Last week, Las Vegas resident Bobby Lee was on his way to the grocery store when a few pigeons milling around a dumpster in a parking lot caught his eye. These weren’t ordinary pigeons: the birds were wearing miniature cowboy hats, one sporting a red hat and one outfitted with gray. Lee posted a video of the birds on Facebook that went viral, and now people are trying to figure out who gussied up the little birds.
Lee tells Christine Hauser at the New York Times that he threw some Doritos out of his car to attract the pigeons, but it scared them off to a nearby ledge. The 26-year-old’s 12-second clip of the strutting cow-birds, however, was enough to delight the internet, racking up tens of thousands of shares and views.
“It got a lot of attention fast,” Lee says. “The day after, I had a lot of news people texting me and people trying to buy my video.”
Mariah Hillman, co-founder of a Vegas-area pigeon rescue Lofty Hopes, and her daughter set out to find the pigeons soon after seeing the video, reports Deanna Paul at the Washington Post. They walked the area where the birds were seen last and handed out business cards to people, asking to be contacted if the pigeons were spotted again.
Hillman received several videos of sightings and reports of other hat-wearing pigeons as far away as Reno. She found a red-hatted pigeon, dubbed Cluck Norris, and a pink-hatted bird called Coolamity Jane. She then set out traps to capture the birds. The gray-hatted bird from Lee’s video and a different brown-hatted bird are still on the loose. Hillman’s concern is the effect of the adhesive used to attach the mini-Stetsons to the animals' heads.
"[Cluck Norris] was shaking his head, trying to get the hat off. It’s definitely glue,” she tells Paul. “We either have to molt it off, which will take time, or have it removed. The only thing that wouldn’t harm them is oil, which then makes him a grease pigeon — like the ones around McDonalds.”
She tells Jelisa Castrodale at Vice that the best case scenario is that the avian haberdasher attached the hats using a temporary adhesive, like eyelash glue. But she suspects that, because the hats have lasted so long, the perpetrators used something like super-glue.
Charles Walcott, an ornithologist from Cornell University, has studied pigeons for 30 years. He has affixed tracking devices to birds for his research, and tells Hauser that the birds will probably be just fine. (Walcott told the Times that he "enjoyed the video" and "thought those pigeons with hats were cute.")

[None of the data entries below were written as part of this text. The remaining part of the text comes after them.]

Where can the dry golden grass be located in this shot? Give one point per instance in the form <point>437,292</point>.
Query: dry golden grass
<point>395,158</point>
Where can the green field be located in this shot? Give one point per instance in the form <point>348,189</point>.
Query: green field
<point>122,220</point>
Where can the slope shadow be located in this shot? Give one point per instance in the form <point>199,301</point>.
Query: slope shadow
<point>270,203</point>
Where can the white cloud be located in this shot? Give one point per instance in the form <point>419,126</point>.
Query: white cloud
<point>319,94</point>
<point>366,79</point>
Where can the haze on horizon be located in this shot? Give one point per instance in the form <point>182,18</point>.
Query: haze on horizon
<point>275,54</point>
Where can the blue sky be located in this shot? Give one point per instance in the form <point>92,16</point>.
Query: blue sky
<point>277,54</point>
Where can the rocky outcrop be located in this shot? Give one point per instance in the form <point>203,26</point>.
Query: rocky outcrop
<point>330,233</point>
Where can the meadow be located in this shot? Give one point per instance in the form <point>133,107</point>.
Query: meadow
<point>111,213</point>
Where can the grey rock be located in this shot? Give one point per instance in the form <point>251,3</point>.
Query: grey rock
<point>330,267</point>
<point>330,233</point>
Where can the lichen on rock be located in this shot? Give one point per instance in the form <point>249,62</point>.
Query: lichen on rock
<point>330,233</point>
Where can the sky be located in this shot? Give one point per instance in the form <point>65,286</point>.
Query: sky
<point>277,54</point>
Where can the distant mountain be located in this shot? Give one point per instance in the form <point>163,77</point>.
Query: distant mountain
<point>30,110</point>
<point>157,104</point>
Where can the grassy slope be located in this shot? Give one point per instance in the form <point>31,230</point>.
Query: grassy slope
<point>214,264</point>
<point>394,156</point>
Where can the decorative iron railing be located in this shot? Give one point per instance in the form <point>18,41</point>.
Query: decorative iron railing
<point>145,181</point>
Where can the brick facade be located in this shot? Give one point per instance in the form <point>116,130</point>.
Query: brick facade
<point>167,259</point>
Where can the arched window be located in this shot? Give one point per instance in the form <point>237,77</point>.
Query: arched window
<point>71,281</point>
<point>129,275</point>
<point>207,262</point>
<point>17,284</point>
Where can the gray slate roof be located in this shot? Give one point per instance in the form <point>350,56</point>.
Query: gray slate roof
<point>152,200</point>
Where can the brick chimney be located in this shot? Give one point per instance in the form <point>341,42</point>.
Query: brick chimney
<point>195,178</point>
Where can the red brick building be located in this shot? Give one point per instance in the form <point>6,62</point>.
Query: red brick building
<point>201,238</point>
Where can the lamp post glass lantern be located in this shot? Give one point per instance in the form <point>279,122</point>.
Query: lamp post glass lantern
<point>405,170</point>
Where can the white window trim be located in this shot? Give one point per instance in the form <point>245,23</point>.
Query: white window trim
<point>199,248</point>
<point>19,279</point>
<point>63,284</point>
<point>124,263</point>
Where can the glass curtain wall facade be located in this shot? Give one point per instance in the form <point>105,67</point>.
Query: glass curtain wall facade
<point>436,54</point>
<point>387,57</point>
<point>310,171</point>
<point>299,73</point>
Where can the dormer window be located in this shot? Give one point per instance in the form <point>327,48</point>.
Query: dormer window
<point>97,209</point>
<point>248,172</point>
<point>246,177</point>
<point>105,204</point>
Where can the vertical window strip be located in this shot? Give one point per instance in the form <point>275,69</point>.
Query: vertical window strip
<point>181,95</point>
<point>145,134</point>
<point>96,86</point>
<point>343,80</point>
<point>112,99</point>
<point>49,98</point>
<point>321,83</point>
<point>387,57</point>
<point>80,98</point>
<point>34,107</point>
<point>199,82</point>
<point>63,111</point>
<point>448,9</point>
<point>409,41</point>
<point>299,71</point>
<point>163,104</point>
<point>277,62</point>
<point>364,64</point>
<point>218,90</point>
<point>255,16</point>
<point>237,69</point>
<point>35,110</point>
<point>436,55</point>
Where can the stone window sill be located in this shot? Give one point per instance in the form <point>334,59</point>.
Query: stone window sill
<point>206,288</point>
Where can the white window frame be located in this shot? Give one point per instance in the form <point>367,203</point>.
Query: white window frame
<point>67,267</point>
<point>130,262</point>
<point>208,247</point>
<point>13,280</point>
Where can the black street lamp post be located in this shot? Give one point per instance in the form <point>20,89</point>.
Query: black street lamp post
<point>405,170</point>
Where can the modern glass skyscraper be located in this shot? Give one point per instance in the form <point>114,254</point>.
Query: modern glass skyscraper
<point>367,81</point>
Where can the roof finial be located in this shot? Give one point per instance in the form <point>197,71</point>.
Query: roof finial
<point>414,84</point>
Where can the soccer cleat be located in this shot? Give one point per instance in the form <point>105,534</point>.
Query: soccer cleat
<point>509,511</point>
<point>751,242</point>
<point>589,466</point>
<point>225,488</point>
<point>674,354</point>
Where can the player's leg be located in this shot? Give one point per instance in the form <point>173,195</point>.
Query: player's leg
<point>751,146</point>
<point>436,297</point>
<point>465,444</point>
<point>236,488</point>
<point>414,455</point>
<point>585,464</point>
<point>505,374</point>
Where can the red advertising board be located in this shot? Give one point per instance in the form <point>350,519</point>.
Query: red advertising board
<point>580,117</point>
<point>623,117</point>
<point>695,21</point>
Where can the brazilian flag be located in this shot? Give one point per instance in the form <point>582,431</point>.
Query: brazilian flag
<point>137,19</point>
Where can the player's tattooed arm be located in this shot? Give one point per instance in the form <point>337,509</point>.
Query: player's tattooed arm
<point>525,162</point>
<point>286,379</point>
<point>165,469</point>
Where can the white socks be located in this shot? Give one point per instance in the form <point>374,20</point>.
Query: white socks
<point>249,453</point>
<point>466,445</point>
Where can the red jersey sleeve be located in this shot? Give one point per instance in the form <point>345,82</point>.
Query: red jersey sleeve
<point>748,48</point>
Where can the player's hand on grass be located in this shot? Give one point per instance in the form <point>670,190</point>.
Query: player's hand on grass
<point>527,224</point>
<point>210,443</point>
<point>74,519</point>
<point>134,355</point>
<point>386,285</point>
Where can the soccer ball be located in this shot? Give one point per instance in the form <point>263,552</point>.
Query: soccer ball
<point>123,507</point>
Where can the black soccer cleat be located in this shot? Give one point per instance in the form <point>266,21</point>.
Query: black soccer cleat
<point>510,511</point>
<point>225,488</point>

"I can’t see that it is causing any great harm to the pigeons," he says, pointing out that the hats appear to be very light and whoever attached them took care not to impede the birds’ vision. “They look like happy pigeons to me. It is hard to know, of course, because they will not talk to us.”
The question of who put the hats on the birds is still a mystery. Lee tells Hauser that the Wrangler National Finals Rodeo was recently in town and may have inspired the hats. Organizers deny that they had anything do with outfitting the birds. Currently, the Las Vegas police say that they don’t believe the situation is a police matter.
Hillman tells Hauser that she hopes the mad-hatting will not continue. “Humans basically just need to keep their hands off animals. It is their life. They have the right to live free from harm.”